The second portion of the act granting an exception to workers’ compensation immunity is discussed in Cabrera v. T.J. Pavement Corp., 33 Fla. L. Weekly D2680 (Fla. 3rd DCA, Nov. 19, 2008). That appeal resulted when a summary judgment was entered against the estate of an employee who died as a result of the collapse of a trench which was eight feet deep, had vertical side walls, was dug in unstable layered soil and had a foot to a foot and a half of water accumulated in it. Experts for the plaintiff testified that under those circumstances there was approximately a 90% chance that the walls would collapse. The defendant, on the other hand, had evidence that 80% of the trenching had been done without incident, they had never had a prior incident of a trench collapse and Miami Dade inspectors were on site and never requested the trench boxes be used.
The issue before the Court was whether the evidence was sufficient to meet the test of the statute which required that the employer’s conduct was “whether the employer either knew or should have known that its conduct was substantially certain to result in injury or death.”
The Circuit Court relying upon Pendergrass, supra, entered a summary judgment but the Third District reversed agreeing with the Pendergrass Court that corporations cannot lose immunity based upon the criminal acts exception because the statute did not apply to corporate defendants but finding that the evidence was sufficient that the jury could conclude that the employer’s conduct was substantially certain to result in injury.
Key to the Third District’s finding was testimony provided by plaintiff’s experts arriving at the conclusion that there was a substantial certainty under the facts of this case that injury or death would result. This testimony is contrasted to the Pendergrass facts where the expert for the plaintiff merely testified that the acts of the defendant employer were “negligent.”
Subsequent to the injury and death suffered in this case, the Florida Legislature amended Fla. Stat. §440.11 to provide “for a virtual certainty test to be applied to the intentional tort exception to workers’ compensation immunity which must be established by clear and convincing evidence that ‘the employer engaged in conduct that the employer knew, based on prior similar incidents or on explicit warnings specifically identifying a known danger, was virtually certain to result in injury or death to the employee.’” See Bakerman v.

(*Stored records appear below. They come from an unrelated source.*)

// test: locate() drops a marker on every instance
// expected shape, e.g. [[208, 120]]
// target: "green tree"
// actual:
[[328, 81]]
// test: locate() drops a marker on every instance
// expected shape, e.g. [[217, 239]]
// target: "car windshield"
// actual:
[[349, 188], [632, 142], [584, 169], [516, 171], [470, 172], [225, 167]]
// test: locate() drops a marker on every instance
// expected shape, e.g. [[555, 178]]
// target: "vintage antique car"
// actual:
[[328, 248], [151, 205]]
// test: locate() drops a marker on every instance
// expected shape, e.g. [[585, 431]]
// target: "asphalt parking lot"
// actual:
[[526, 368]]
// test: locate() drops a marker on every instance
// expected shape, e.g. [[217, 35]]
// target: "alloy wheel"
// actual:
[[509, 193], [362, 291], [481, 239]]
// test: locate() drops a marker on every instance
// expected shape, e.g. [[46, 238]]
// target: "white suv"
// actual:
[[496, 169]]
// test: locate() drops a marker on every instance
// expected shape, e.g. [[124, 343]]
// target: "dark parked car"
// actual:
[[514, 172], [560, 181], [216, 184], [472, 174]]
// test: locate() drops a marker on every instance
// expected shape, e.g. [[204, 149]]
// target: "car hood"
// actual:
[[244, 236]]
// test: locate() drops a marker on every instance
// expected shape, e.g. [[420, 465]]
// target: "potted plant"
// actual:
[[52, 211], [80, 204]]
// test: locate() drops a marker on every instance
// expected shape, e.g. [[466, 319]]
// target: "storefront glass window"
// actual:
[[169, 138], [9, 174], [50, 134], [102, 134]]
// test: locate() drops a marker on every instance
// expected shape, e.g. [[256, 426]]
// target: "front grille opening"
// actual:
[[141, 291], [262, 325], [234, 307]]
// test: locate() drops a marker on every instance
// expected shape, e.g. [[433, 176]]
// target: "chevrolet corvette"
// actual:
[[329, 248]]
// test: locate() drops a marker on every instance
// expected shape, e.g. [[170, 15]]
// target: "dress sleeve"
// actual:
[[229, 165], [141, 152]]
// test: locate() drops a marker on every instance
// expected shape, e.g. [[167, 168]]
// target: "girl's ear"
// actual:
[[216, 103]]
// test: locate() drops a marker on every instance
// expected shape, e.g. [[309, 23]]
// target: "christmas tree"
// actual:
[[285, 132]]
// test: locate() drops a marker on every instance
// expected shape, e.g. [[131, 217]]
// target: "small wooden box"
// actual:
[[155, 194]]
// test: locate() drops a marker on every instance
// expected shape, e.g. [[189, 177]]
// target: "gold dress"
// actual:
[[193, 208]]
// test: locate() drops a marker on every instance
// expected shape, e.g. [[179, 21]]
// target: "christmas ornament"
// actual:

Bombay Co., 961 So. 2d 259 at 262 n. 3 (Fla. 2007).
The new statute has not yet been tested with respect to the objective standard that exists in determining whether the underlying facts of any particular case do or do not justify a jury determination of the employer’s conduct as having a virtual certainty to cause injury or death but based upon the requirements of the Third District in Cabrera, supra, regarding expert opinion, it is entirely conceivable that the amended statute has not significantly increased the burden on the plaintiff to establish a virtual certainly exception to workers’ compensation immunity.